Staff Spotlight: Women in Construction - Megan Finch, Project Manager
Twenty-eight-year-old Megan Finch is walking a construction site on a crisp December morning. She's giving Hazeldale Elementary School Principal Angela Tran a tour, helping her imagine what the new school will look like.
Megan is the Beaverton School District Project Manager for the rebuild of Hazeldale Elementary School. It's her job to ensure the school is finished in time for the 2018-2019 school year. That's a lot of responsibility. What's even more remarkable? This isn't the first school she's built.
Being young and female in the construction industry posed its challenges, especially early in Megan's career. Megan recalls her first major project building a supermarket in the Seattle area. "All of the subcontractors knew my role, but they could never remember my name. So they would just call me any random girl's name." She took it in stride. "People may look at you and make snap judgements because that's how people are. But once you work with them, they realize that you work hard and do a good job."

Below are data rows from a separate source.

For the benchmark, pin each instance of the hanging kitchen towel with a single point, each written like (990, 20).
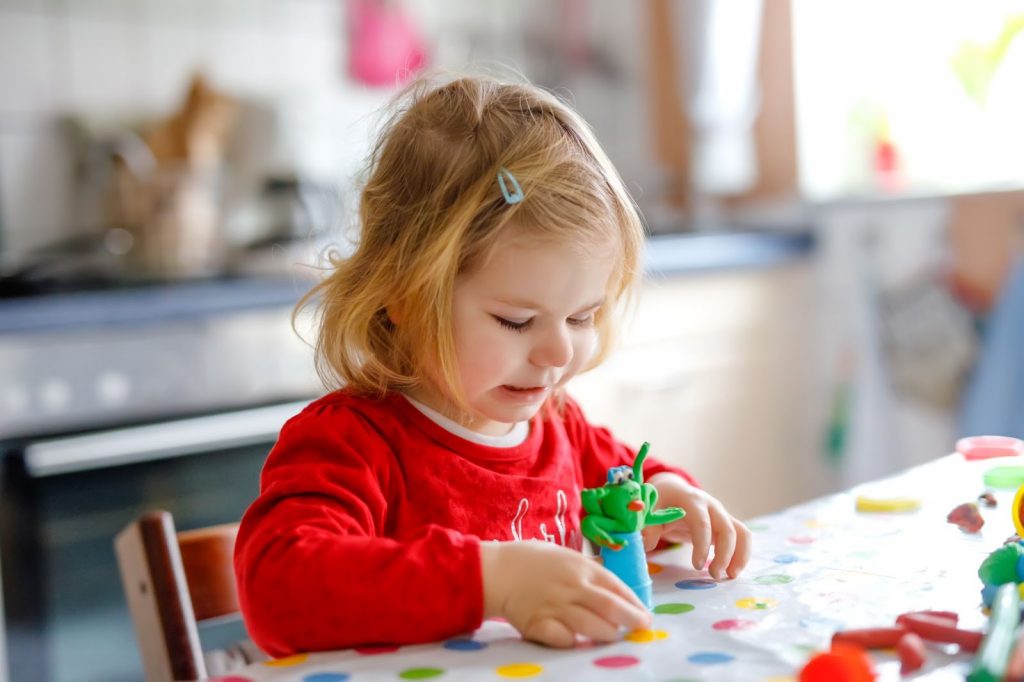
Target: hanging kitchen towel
(993, 401)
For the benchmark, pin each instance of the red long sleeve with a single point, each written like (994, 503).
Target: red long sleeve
(370, 517)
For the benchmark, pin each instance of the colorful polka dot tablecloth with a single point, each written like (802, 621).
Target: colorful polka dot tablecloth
(818, 567)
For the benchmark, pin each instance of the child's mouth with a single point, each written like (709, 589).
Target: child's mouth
(527, 392)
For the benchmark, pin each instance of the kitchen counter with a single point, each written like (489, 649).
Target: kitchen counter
(667, 255)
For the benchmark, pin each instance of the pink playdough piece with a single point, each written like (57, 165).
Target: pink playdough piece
(967, 517)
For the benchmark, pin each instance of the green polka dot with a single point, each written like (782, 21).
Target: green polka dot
(674, 609)
(775, 579)
(420, 673)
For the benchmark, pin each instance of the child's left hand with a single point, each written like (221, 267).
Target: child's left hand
(707, 523)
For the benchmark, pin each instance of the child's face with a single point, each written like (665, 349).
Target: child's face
(524, 326)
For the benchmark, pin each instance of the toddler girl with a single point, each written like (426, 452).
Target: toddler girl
(439, 484)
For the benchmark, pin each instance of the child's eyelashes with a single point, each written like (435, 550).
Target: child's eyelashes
(514, 326)
(524, 325)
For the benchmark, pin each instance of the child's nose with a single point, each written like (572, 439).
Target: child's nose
(553, 349)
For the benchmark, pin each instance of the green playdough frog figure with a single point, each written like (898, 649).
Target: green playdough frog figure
(624, 505)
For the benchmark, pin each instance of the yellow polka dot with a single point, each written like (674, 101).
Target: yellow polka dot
(644, 635)
(287, 661)
(757, 603)
(519, 670)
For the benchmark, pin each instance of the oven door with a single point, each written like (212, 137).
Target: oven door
(65, 499)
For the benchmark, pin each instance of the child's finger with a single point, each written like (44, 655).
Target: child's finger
(744, 544)
(589, 624)
(725, 543)
(551, 632)
(699, 524)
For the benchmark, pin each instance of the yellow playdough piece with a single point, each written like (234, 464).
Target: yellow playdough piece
(866, 504)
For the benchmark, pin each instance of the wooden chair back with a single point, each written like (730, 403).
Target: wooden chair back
(172, 582)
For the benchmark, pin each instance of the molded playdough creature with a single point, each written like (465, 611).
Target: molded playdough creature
(615, 515)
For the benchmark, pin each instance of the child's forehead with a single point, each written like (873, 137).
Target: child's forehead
(532, 275)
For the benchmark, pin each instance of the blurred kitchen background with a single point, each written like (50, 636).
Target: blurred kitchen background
(835, 194)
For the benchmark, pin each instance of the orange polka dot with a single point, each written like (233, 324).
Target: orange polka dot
(644, 636)
(287, 661)
(519, 670)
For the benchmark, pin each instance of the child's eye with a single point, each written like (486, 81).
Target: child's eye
(514, 326)
(582, 322)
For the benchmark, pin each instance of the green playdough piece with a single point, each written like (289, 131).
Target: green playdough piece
(626, 506)
(1005, 476)
(1000, 566)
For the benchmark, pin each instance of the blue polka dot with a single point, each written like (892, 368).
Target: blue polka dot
(710, 657)
(465, 645)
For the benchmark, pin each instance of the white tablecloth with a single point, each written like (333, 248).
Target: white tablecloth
(817, 567)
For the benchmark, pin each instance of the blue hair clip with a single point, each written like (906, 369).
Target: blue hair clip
(515, 195)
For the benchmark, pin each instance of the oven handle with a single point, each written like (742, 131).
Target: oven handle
(158, 441)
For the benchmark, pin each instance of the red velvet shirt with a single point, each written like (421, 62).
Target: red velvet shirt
(368, 525)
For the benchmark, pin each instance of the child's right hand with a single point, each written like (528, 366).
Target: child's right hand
(552, 594)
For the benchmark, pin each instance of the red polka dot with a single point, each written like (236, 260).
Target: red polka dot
(374, 650)
(734, 624)
(616, 662)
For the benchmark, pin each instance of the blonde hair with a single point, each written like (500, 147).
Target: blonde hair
(432, 209)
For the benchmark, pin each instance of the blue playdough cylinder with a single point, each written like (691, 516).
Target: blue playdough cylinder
(630, 563)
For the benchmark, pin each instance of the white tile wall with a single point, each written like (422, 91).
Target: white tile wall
(118, 59)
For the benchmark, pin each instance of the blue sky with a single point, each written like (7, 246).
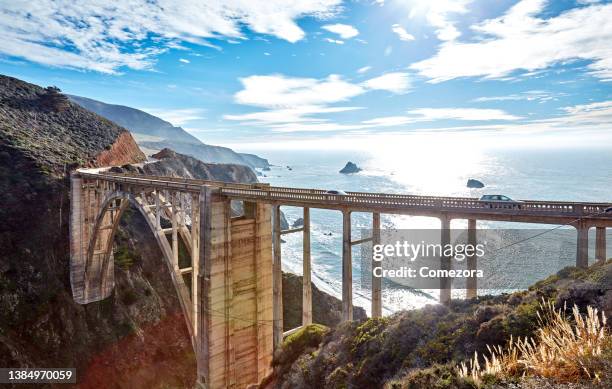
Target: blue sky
(327, 73)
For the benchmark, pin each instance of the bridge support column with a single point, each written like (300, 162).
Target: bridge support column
(306, 273)
(472, 262)
(347, 267)
(376, 281)
(600, 243)
(277, 277)
(445, 261)
(582, 245)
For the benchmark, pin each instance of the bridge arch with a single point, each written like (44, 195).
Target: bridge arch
(228, 304)
(99, 263)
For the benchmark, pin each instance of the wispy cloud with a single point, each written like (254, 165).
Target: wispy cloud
(396, 82)
(300, 102)
(440, 14)
(107, 36)
(532, 95)
(345, 31)
(520, 40)
(461, 114)
(402, 33)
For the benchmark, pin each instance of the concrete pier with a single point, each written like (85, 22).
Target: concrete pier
(233, 307)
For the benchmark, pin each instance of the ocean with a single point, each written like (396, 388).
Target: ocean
(551, 174)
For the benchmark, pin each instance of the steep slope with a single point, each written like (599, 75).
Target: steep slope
(139, 122)
(136, 338)
(155, 134)
(179, 165)
(418, 349)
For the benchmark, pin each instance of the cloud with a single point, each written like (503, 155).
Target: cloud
(279, 91)
(437, 13)
(402, 33)
(520, 40)
(433, 114)
(461, 114)
(345, 31)
(599, 113)
(397, 82)
(292, 103)
(108, 36)
(289, 115)
(177, 117)
(533, 95)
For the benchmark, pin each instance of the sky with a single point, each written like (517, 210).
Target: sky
(330, 74)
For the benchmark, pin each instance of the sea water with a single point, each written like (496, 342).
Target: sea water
(553, 174)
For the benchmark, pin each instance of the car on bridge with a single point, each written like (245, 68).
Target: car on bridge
(500, 201)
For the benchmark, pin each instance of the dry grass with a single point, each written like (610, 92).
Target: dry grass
(564, 349)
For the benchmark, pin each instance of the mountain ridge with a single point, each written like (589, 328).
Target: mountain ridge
(155, 134)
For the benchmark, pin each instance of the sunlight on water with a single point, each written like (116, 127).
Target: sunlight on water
(425, 167)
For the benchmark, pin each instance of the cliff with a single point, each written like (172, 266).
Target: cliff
(178, 165)
(136, 338)
(154, 134)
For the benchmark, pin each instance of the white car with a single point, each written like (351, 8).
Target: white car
(500, 201)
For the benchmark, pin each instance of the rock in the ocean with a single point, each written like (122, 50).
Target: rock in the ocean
(350, 168)
(298, 223)
(472, 183)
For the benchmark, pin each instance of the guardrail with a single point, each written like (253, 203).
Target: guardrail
(265, 192)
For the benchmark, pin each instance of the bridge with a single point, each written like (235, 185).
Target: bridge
(231, 294)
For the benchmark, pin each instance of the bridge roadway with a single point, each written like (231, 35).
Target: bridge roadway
(231, 289)
(527, 211)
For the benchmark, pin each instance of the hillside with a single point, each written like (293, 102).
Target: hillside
(155, 134)
(421, 348)
(136, 338)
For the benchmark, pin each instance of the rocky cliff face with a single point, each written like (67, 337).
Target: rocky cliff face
(136, 338)
(178, 165)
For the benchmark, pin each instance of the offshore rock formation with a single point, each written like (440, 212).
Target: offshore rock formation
(350, 168)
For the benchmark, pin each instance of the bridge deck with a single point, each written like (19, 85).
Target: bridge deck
(527, 211)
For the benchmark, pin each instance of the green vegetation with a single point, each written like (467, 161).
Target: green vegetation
(422, 348)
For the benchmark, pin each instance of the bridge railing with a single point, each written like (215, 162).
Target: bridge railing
(301, 195)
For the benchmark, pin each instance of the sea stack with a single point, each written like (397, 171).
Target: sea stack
(350, 168)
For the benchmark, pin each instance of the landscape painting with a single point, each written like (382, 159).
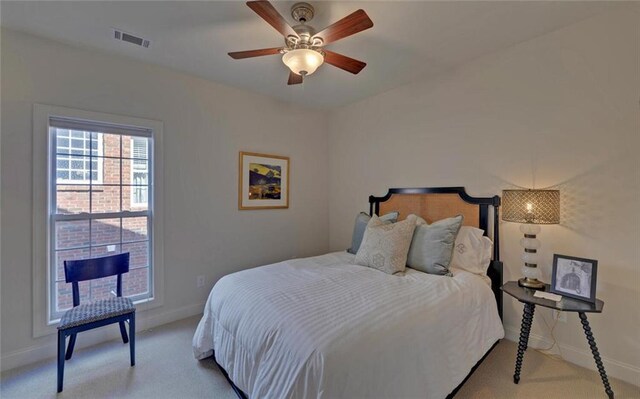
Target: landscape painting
(263, 181)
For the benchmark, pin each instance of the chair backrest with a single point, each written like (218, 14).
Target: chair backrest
(94, 268)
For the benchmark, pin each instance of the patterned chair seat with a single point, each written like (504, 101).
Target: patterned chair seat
(94, 311)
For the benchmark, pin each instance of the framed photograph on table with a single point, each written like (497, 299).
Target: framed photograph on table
(574, 277)
(263, 181)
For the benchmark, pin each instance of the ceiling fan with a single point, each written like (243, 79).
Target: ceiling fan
(304, 50)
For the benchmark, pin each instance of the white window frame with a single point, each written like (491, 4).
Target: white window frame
(99, 169)
(135, 204)
(42, 186)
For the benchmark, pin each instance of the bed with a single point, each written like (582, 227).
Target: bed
(323, 327)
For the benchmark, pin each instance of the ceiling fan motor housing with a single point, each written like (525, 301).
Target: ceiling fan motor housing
(302, 12)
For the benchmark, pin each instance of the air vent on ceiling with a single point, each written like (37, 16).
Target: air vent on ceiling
(129, 38)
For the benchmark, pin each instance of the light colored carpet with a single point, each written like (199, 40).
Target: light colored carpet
(165, 368)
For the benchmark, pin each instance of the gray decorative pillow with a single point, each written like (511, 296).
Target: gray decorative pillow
(432, 245)
(385, 246)
(361, 224)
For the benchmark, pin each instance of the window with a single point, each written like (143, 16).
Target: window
(100, 204)
(71, 163)
(139, 172)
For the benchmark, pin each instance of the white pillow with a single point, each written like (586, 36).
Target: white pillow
(385, 246)
(472, 251)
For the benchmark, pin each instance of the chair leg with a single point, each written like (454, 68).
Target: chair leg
(61, 345)
(72, 344)
(123, 332)
(132, 336)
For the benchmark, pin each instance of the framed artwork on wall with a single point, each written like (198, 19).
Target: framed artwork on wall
(263, 181)
(574, 277)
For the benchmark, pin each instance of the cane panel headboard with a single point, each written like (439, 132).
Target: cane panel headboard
(436, 203)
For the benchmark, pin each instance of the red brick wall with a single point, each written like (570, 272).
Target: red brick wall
(76, 199)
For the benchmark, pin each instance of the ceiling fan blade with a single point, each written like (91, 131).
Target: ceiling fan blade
(267, 12)
(294, 79)
(343, 62)
(347, 26)
(237, 55)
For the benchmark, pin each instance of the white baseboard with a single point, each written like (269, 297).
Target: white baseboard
(623, 371)
(37, 353)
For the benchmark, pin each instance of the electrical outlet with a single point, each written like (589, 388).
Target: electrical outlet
(560, 316)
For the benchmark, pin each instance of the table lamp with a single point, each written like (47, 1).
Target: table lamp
(531, 208)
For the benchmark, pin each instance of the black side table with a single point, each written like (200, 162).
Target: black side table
(525, 295)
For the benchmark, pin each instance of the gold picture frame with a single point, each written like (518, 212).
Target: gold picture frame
(263, 181)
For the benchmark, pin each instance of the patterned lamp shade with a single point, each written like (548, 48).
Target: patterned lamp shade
(531, 206)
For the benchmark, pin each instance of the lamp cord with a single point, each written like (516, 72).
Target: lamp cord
(546, 351)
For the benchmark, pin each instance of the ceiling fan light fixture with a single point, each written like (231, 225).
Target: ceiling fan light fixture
(303, 61)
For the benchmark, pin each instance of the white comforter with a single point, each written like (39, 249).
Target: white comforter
(322, 327)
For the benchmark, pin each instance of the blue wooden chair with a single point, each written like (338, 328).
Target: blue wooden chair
(98, 313)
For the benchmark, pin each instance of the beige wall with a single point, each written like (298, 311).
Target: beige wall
(205, 125)
(559, 110)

Megan grew up in a small, rural town in California. Always strong in math and science, she really enjoyed taking drafting in high school. When it came time to choose where to go to college, she picked Washington State University in Pullman for its Architectural Studies program. After college, Megan moved to Portland and was hired as a project engineer. After working on tenant improvements for 6-8 months, she worked on the supermarket project in Seattle. "That was my real trial by fire," says Megan. "I was pretty green."
Megan was hired as a project coordinator for the Beaverton School District in the Fall of 2014. She worked on several smaller projects and was scheduled to be the project coordinator for the rebuild of Vose Elementary School when two project manager positions came open. Megan was promoted to project manager for Vose.
When asked what it was like to build an entire school, Megan replies, "You have nothing. You have an idea and then it literally comes out of the ground. There is a lot of technical stuff that makes that happen, but it's a really cool experience to see something go from paper to real life."
Megan has two pieces of advice for young people. "You are not the smartest person in the room," she says. "With construction management, you are the person who ties all the people together. I know a little bit about a lot of things, rather than a lot about one thing. I know just enough to get a conversation going, facilitate communication and solve problems."
Her other words of wisdom, pick something you like and that might lead to something you love. Says Megan, "I thought I was going to be an architect. I am not an architect. I found out that I am probably not suited to be an architect. But it led me to something that I love doing."